Dylan. Sempre Dylan. O tempo é aquilo que nos permite perceber. Entender. Depois saber. Exatamente o que é importante. Ou mesmo o que é insubstituível. E para a minha velha geração os músicos populares sempre foram os poetas.
Ou os poetas mais acessíveis. Aqueles que nos acompanhavam sempre. Nos desafios, nas alegrias e nas desilusões. Não comprávamos livros mas álbuns. LP’s. E cada um cheio de poemas. E quem, quem, poderá dizer que é possível viver sem poesia. Só quem passa pela vida, sem sequer se interrogar. Sobre tudo e sobre nada. Sobre o sentido do que não tem sentido. Nem nunca terá.
E acabei por citar Chico Buarque. Outro poeta da minha geração. Este em português. Português do Fado Tropical que nem foi escrito por ele. Ou talvez seja possível escrever ou dizer por interposto poeta.
Queremos, por isso e por tudo o resto, Natália Correia cantada pelo José Mário Branco. Queremos Shakespeare numa esplanada. Queremos que o Café da Casa seja sempre o que é hoje. Queremos que o La Boheme, que começou a abrir horizontes em 1988, perdure.
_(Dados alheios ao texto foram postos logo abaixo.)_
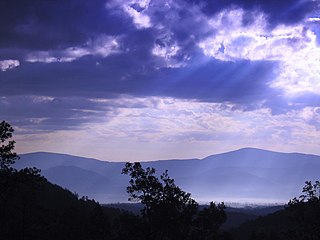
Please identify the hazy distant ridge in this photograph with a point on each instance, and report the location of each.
(245, 175)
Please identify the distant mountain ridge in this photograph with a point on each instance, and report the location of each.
(246, 175)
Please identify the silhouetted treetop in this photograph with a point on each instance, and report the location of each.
(7, 156)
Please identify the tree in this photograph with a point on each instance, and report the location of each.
(7, 156)
(305, 211)
(169, 212)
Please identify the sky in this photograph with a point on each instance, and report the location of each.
(129, 80)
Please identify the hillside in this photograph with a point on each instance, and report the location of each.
(246, 175)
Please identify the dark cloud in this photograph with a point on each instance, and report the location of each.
(47, 114)
(134, 70)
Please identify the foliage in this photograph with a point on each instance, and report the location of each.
(7, 156)
(299, 220)
(169, 212)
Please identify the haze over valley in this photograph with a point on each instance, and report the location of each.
(245, 176)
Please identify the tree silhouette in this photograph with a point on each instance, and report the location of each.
(169, 212)
(7, 156)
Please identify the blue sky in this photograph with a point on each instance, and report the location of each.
(142, 80)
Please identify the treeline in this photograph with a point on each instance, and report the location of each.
(33, 208)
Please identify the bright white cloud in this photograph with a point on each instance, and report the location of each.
(140, 19)
(295, 47)
(136, 9)
(8, 64)
(167, 49)
(102, 46)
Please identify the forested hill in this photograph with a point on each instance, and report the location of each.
(245, 175)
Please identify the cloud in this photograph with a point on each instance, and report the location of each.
(8, 64)
(294, 46)
(161, 126)
(102, 46)
(278, 12)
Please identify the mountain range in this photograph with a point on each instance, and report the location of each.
(245, 176)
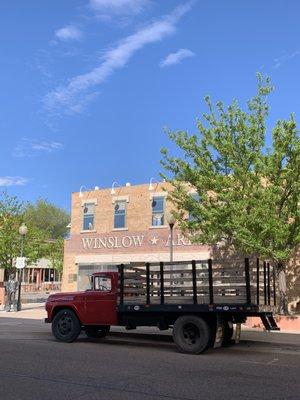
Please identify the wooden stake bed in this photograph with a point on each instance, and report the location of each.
(244, 285)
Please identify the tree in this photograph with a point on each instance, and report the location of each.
(47, 217)
(249, 193)
(11, 218)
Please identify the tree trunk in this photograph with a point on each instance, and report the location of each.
(283, 308)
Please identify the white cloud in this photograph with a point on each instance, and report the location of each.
(177, 57)
(12, 181)
(279, 61)
(125, 7)
(68, 33)
(32, 147)
(73, 97)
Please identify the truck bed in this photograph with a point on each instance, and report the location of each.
(207, 284)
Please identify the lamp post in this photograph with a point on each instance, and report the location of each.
(171, 222)
(22, 231)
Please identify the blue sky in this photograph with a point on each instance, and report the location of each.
(87, 86)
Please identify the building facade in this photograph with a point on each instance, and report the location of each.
(121, 225)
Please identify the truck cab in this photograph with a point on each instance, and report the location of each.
(94, 309)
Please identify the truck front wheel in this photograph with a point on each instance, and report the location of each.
(66, 326)
(191, 334)
(97, 331)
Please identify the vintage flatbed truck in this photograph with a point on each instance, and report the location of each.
(201, 300)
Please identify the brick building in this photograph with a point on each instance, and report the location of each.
(122, 224)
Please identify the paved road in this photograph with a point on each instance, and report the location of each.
(35, 367)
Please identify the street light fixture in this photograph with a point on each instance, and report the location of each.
(22, 231)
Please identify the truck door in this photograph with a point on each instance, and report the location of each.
(101, 302)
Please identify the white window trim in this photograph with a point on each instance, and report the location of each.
(89, 201)
(157, 194)
(83, 204)
(120, 198)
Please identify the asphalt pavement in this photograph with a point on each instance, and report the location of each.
(142, 366)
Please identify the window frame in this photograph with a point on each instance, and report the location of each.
(116, 202)
(196, 197)
(158, 212)
(85, 204)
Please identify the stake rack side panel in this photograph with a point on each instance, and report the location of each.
(197, 282)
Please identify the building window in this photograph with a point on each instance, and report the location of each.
(88, 216)
(120, 214)
(158, 206)
(196, 198)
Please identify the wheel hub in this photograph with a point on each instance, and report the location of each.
(191, 334)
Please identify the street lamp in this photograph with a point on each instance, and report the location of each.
(22, 231)
(171, 222)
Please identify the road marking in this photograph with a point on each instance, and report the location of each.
(272, 362)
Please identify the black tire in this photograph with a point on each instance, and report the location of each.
(228, 333)
(97, 332)
(191, 334)
(66, 326)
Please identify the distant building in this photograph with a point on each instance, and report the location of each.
(127, 224)
(40, 276)
(122, 224)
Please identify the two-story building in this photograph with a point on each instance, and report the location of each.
(120, 225)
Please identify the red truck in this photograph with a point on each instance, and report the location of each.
(200, 300)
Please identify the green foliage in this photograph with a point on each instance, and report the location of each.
(46, 226)
(11, 218)
(56, 253)
(47, 217)
(249, 194)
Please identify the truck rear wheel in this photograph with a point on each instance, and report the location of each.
(97, 331)
(66, 326)
(191, 334)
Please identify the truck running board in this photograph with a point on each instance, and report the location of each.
(269, 322)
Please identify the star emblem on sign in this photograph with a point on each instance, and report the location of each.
(154, 240)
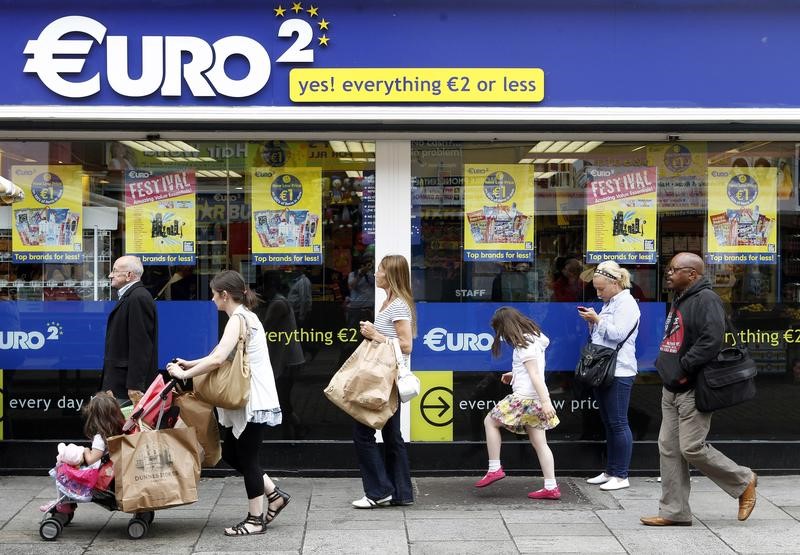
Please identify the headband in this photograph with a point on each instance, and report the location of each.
(607, 274)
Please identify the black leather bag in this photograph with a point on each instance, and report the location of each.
(727, 381)
(597, 364)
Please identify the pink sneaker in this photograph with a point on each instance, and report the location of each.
(490, 478)
(554, 493)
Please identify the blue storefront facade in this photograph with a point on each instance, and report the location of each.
(368, 128)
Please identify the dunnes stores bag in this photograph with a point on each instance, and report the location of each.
(364, 387)
(200, 416)
(155, 469)
(228, 387)
(726, 381)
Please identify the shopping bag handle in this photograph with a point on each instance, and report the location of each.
(162, 398)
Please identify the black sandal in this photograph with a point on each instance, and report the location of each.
(276, 494)
(241, 528)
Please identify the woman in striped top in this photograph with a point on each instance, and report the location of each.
(387, 478)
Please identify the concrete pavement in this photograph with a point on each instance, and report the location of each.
(450, 516)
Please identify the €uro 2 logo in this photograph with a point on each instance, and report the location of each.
(678, 158)
(499, 186)
(439, 339)
(13, 340)
(286, 190)
(742, 189)
(198, 64)
(47, 188)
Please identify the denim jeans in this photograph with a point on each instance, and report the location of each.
(613, 402)
(384, 471)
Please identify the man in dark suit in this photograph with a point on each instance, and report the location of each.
(130, 362)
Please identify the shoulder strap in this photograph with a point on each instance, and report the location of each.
(621, 343)
(244, 329)
(398, 354)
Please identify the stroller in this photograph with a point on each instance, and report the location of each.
(89, 486)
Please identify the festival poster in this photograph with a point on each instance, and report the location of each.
(742, 216)
(498, 212)
(621, 210)
(681, 175)
(287, 208)
(48, 223)
(160, 216)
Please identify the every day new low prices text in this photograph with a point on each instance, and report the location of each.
(360, 85)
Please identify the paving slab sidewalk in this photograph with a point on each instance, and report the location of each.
(449, 516)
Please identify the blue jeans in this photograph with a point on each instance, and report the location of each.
(388, 472)
(613, 402)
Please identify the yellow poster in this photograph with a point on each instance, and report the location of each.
(432, 410)
(742, 216)
(48, 223)
(287, 208)
(160, 216)
(498, 208)
(681, 175)
(621, 210)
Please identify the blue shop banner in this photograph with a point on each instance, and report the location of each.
(244, 53)
(70, 335)
(457, 336)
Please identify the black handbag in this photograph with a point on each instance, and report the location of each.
(726, 381)
(597, 363)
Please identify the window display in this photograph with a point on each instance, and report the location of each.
(189, 209)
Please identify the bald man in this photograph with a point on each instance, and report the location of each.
(131, 354)
(693, 336)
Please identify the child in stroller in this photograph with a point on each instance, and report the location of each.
(81, 473)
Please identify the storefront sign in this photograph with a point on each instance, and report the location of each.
(621, 215)
(70, 335)
(742, 216)
(273, 54)
(377, 85)
(681, 175)
(457, 335)
(47, 224)
(287, 208)
(498, 212)
(160, 216)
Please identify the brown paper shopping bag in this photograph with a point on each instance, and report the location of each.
(364, 387)
(200, 416)
(155, 469)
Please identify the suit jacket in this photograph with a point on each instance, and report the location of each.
(131, 354)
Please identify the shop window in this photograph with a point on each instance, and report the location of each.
(295, 218)
(733, 203)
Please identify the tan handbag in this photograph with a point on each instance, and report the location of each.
(228, 387)
(364, 387)
(155, 469)
(200, 416)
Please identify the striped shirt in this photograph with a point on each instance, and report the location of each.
(385, 319)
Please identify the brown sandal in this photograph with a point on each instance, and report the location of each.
(242, 530)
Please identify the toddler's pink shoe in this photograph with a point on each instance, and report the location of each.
(543, 493)
(490, 478)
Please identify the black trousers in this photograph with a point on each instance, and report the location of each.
(242, 455)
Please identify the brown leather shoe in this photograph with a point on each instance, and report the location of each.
(659, 521)
(747, 501)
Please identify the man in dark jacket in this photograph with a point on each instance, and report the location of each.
(693, 336)
(130, 361)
Já agora o Café da Casa é o que o nome indica. O La Boheme é um bar. Os dois que talvez nem se conheçam são em Setúbal. Descubram se puderem. Experimentem se quiserem.
São lugares muito para além da função. São momentos muito para além dos dias. São o tempo, mais do que o espaço, onde o Dylan e o José Afonso se podiam encontrar. Ou talvez não. Porque os encontros são muito mais difíceis do que os desencontros.
Já perceberam, não foi?
O que nos inspira é o essencial. É o que marca a nossa vida. Para o que seja. Muito ou pouco. Mais ou menos. Com dias melhores e outros também não. Por isso 39 álbuns de estúdio depois Dylan interpretou todos os tons da natureza humana. A sua poesia tantas vezes impercetível permite, exatamente por isso, uma interpretação pessoal a cada um de nós. A galeria de personagens que criou atravessou a vida de mais de um século. O protesto escondeu-se no lirismo. E o lirismo nas histórias simples (nunca o são) e complexas de mulheres e homens. Um trovador.
E assim chegámos ao dia 24 de maio de 2021. O dia em que o Bob Dylan passou a ter oitenta anos. Parabéns. A ele. E a nós que o podemos ouvir. E isso não dura para sempre. Nem para ele nem para nós. Hoje pudemos ouvir. Hoje podemos ler. Dylan. E o hoje é talvez tudo o que exista no hoje.